Hohe Preise am Herkunftsort machen den Export schwierig

Spanien: Viele Primogiori-Zitronen müssen noch geerntet werden, aber die Verkäufe sind langsam

"Stressig" ist das Wort, das die aktuelle Saison bei einigen spanischen Zitronenexporteuren wohl am besten beschreibt. Preise am Herkunftsort sind hoch, aber die Verkäufe schleppend und es hängen noch viele Früchte an den Bäumen die verkauft werden müssen.

Schätzungen sprechen von rund 300.000 Tonnen Primofiori-Zitronen die noch geerntet werden müssen; am 01. Februar waren es noch 445.000 Tonnen gewesen - große Mengen für diese Jahreszeit. Die Zitronen die noch an den Bäumen hängen sind schon weit gereift und sehr groß. Aufgrund des Regens in den letzten Wochen werden sie wohl auch noch weiter wachsen.



"Die Situation ist besorgniserregend, da die Zitronen wegen des Regens und den sonnigen Tagen und guten Temperaturen schnell reifen; das kann zu Problemen mit der Qualität führen, wenn wir sie nicht schnell verkaufen. Es müssen noch viele Primofiori-Zitronen verkauft werden und die Sorte Verna ist bereit für die Ernte, da die Reifung ebenfalls beschleunigt wurde," erklärt ein Erzeuger und Exporteur aus Murica.

Die hohen Produktionspreise für die Primofiori-Zitronen haben es für die Exporteure schwer gemacht sie nach Zentral- und Nordeuropa zu verkaufen. Ailimpo hat die Monate Januar und Februar als "sehr apathisch" und zusammenhangslos bezeichnet, was die Verkäufe angeht. Außerdem gibt es große Konkurrenz aus der Türkei in den östlichen Ländern, wo spanische Zitronen noch nicht so gefragt sind, da die Preise wesentlich höher sind als die der türkischen Zitronen in diesem Jahr. Die politischen Spannungen mit Russland könnten der Grund sein, warum die Türkei nun weniger auf diesen Markt schickt und Europa bevorzugt.

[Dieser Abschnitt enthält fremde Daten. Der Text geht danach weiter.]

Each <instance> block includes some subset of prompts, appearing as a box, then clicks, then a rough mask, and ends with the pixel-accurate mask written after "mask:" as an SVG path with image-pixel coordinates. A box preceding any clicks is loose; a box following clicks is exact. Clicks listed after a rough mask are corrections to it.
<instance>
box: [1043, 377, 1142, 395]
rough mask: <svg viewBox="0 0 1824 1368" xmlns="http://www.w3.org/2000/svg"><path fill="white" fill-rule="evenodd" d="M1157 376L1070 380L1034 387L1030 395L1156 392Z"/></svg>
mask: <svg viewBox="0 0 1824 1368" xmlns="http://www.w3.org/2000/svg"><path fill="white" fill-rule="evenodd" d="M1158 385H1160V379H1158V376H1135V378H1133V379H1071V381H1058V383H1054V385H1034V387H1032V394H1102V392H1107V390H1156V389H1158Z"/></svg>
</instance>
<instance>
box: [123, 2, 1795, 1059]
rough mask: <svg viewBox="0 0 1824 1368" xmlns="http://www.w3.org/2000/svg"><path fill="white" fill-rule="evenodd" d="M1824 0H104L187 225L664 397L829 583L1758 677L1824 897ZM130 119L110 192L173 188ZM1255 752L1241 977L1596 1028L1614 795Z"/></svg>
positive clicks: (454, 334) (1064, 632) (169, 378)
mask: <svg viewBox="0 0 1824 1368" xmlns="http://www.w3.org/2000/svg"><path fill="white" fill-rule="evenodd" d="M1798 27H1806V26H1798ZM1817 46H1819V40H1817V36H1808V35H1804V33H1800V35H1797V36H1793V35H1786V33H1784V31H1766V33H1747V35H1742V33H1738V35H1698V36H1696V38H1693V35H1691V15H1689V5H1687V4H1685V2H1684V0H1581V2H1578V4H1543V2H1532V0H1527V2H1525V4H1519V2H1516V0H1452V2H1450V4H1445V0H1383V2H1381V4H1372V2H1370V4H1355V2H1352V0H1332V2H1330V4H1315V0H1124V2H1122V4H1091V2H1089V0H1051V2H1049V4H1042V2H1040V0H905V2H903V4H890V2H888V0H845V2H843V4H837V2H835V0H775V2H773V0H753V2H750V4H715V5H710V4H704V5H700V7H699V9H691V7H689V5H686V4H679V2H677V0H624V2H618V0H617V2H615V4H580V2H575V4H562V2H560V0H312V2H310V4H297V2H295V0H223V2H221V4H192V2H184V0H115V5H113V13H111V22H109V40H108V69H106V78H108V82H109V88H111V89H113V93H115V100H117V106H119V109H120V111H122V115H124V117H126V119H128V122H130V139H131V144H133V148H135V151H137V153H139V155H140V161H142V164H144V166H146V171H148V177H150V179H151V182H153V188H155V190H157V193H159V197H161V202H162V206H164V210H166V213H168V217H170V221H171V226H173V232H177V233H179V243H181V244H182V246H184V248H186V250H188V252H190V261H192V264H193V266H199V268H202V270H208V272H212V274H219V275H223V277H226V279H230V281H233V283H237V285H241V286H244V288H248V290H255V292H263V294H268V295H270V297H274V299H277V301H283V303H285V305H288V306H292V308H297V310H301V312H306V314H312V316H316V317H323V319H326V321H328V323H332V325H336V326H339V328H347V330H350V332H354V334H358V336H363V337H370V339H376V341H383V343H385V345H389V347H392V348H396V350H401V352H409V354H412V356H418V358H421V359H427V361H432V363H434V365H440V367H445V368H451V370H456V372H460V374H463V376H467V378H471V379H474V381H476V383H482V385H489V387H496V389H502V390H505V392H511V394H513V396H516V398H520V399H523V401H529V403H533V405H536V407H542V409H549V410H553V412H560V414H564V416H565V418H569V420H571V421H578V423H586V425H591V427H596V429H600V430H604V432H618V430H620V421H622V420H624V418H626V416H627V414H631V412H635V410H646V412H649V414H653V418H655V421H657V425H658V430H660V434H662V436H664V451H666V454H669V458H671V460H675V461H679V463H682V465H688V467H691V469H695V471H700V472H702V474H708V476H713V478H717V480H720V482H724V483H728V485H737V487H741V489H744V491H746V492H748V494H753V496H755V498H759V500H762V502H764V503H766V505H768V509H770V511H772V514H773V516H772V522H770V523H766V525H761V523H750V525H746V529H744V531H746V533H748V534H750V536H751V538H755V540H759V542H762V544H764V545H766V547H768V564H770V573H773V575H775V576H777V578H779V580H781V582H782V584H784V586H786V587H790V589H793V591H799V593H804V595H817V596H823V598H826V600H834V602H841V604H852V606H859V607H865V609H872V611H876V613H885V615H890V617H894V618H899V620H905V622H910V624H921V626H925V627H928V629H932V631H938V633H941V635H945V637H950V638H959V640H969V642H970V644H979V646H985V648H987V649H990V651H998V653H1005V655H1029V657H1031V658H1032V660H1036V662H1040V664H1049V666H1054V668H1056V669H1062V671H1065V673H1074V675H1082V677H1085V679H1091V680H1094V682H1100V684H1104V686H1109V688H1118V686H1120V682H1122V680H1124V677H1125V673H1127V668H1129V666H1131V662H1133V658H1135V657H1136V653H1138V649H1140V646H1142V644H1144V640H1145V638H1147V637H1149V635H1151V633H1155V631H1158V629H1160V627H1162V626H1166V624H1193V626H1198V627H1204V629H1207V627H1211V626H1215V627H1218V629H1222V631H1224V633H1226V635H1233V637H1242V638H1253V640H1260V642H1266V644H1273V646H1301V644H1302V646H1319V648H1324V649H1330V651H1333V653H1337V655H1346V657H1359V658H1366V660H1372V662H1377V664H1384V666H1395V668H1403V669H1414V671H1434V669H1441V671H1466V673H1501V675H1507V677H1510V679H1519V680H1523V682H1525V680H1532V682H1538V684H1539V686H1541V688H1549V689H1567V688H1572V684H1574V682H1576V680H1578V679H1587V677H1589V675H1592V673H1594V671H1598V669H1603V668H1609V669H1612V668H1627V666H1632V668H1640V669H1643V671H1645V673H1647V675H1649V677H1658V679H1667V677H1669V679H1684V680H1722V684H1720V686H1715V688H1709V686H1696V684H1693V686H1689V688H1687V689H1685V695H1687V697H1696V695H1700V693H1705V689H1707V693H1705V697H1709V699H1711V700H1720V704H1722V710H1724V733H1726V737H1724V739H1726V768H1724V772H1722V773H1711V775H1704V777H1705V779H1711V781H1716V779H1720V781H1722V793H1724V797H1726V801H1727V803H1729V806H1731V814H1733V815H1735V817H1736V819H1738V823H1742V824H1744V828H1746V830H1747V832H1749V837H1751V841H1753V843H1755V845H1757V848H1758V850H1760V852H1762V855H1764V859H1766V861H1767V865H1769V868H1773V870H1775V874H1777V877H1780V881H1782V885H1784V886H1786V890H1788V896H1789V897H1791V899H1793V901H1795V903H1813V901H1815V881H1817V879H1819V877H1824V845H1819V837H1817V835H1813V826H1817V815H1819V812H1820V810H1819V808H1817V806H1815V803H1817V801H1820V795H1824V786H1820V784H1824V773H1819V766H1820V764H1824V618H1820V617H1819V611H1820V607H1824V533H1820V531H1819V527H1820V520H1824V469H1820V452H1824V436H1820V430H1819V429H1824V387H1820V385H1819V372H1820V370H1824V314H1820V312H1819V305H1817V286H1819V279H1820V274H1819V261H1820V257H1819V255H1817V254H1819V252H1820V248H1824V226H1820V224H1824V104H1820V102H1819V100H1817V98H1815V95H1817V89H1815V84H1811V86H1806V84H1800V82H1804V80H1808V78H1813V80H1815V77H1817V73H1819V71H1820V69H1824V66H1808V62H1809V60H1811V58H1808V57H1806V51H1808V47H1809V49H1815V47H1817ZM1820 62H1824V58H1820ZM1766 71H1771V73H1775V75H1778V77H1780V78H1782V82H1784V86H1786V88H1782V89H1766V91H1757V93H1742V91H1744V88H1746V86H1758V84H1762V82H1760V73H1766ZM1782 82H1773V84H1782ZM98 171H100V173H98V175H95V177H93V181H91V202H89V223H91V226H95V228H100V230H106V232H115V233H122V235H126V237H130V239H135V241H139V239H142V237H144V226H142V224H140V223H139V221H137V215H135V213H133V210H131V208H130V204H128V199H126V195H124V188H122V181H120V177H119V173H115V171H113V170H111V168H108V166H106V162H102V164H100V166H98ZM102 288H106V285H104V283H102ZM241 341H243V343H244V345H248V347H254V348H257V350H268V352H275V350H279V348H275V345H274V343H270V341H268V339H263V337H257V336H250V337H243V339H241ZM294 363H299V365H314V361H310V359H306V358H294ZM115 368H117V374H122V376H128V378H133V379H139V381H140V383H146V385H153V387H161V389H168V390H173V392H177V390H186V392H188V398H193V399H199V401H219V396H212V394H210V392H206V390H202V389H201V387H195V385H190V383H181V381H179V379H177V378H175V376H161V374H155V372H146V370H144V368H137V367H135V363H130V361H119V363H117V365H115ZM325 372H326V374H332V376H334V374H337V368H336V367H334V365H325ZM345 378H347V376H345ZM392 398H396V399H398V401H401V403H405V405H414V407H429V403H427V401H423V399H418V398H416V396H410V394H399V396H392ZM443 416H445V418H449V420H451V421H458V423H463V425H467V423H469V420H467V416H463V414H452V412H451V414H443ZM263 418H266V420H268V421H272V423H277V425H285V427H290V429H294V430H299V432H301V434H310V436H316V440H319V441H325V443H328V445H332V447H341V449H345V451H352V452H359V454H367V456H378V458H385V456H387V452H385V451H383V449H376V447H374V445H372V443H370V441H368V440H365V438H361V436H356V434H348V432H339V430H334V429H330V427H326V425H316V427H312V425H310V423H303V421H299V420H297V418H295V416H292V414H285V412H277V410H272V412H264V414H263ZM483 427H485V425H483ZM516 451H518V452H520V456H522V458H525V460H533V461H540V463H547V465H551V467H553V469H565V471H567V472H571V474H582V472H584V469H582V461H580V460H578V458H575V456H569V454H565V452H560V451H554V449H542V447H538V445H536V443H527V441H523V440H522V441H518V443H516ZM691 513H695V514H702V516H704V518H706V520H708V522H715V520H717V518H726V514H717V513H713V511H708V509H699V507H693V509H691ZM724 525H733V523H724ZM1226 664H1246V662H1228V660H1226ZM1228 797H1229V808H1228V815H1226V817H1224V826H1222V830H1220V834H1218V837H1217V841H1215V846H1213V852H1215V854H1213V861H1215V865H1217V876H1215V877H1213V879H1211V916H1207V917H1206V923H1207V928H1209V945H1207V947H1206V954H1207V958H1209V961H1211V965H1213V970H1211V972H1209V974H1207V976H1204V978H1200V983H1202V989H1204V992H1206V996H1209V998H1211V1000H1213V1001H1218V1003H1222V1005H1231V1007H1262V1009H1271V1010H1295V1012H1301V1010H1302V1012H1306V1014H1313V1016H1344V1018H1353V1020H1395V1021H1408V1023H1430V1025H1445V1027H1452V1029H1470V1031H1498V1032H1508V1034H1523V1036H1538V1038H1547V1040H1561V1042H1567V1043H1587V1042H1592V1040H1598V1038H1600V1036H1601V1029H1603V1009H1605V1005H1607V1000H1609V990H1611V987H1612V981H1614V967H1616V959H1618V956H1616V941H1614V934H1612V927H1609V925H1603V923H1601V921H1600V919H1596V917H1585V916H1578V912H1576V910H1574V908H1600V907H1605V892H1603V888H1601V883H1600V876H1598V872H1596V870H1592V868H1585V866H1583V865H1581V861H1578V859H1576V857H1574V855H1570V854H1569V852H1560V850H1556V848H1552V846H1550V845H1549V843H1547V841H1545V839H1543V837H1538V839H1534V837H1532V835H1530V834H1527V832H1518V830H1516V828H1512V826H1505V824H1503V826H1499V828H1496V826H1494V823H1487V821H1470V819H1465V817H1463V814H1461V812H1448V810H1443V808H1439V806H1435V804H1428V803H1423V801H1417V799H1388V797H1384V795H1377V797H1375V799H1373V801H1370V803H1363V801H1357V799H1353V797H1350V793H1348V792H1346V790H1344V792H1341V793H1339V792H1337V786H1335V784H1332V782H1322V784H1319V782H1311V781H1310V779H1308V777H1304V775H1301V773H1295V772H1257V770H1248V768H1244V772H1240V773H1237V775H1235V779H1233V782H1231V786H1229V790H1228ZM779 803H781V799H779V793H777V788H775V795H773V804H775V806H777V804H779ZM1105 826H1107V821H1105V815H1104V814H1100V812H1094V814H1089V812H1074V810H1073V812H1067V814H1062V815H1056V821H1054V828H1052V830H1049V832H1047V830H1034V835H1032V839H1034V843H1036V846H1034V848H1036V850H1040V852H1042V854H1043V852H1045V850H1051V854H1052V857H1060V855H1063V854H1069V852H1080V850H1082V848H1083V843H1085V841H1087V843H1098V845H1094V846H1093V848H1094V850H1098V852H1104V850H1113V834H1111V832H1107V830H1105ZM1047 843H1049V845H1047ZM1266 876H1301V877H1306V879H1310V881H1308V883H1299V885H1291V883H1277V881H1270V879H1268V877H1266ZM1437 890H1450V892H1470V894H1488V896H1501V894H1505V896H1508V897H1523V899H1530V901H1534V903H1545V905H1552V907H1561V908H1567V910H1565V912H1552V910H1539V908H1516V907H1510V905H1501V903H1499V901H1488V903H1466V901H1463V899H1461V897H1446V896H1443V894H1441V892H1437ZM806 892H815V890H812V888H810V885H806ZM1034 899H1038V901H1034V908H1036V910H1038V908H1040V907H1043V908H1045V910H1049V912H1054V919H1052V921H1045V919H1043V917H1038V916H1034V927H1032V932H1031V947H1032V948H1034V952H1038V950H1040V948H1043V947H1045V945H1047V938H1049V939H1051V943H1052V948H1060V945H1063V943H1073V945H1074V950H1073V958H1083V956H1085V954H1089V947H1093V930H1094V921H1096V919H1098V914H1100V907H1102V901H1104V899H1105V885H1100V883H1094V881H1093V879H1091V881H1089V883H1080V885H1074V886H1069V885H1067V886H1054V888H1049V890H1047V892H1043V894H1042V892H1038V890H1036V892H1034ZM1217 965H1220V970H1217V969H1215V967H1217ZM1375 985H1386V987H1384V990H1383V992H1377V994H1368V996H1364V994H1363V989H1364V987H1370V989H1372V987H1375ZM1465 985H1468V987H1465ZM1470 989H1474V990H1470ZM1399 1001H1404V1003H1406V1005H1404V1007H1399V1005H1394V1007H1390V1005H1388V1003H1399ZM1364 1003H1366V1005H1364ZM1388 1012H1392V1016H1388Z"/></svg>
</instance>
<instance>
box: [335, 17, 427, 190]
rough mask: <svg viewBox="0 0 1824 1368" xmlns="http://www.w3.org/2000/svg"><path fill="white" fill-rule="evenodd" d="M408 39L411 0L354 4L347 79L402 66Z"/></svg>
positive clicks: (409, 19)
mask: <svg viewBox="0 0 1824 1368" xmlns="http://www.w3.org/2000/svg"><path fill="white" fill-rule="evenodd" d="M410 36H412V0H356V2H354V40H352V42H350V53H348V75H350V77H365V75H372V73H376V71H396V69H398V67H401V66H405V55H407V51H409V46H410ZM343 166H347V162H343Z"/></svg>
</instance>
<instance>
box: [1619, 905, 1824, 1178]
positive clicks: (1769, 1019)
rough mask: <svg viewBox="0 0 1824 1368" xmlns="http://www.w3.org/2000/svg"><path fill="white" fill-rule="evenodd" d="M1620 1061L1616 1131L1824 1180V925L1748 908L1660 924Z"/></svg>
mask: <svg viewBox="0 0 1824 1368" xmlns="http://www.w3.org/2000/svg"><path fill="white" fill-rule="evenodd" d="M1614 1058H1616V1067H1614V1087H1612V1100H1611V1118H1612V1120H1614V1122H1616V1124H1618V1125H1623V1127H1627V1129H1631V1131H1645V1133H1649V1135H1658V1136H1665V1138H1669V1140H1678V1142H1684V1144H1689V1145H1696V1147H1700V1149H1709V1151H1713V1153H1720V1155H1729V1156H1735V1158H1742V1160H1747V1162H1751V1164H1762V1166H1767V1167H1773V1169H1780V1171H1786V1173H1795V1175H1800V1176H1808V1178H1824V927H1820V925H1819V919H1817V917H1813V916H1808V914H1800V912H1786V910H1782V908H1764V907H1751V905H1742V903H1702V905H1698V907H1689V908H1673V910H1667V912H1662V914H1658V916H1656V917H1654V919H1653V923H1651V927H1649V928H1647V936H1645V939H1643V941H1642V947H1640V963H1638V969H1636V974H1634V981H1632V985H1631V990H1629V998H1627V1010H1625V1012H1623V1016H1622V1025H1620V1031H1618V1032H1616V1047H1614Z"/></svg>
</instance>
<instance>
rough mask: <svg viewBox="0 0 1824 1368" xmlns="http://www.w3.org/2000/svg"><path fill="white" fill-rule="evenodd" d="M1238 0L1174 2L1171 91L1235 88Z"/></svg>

Preise für Primofiori-Zitronen liegen beim Erzeuger bei rund 50 Cent pro Kilo, und die Verna-Zitronen, die bereits geerntet werden, kosten zwischen 80 und 90 Cent pro Kilo. Allerdings finden derzeit fast keine Transaktionen statt, da die Exporteure versuchen die Ernte so lange wie möglich herauszuzögern. Die Verna-Produktion soll in diesem Jahr 40% unter den Volumen des letzten Jahres liegen, so Ailimpo, obwohl bemerkt werden muss, dass 2017 ein Rekordjahr war.

"Verkaufspreise für Zitronen pendeln zwischen 1,00 und 1,20€ pro Kilogramm, daher sind die Gewinnspannen nur sehr klein. Es ist überall in Europa schwer zu verkaufen, wobei die offenen Märkte wie Perpignan und Rotterdam unter anderem am schwierigsten sind," sagt ein anderer Erzeuger und Vermarkter. Die Exporte in Drittländer sind in diesem Jahr auch nicht so gut wie in der Vergangenheit. "Außerhalb von Europa versenden wir nur in die USA, nach Kanada und Norwegen. Wir glauben diese Märkte werden in der Zukunft immer wichtiger werden," fügt er hinzu.

Die Situation im Sektor ist ungewiss, obwohl Ailimpo glaubt, die Nachfrage wird in den kommenden Tagen etwas ansteigen.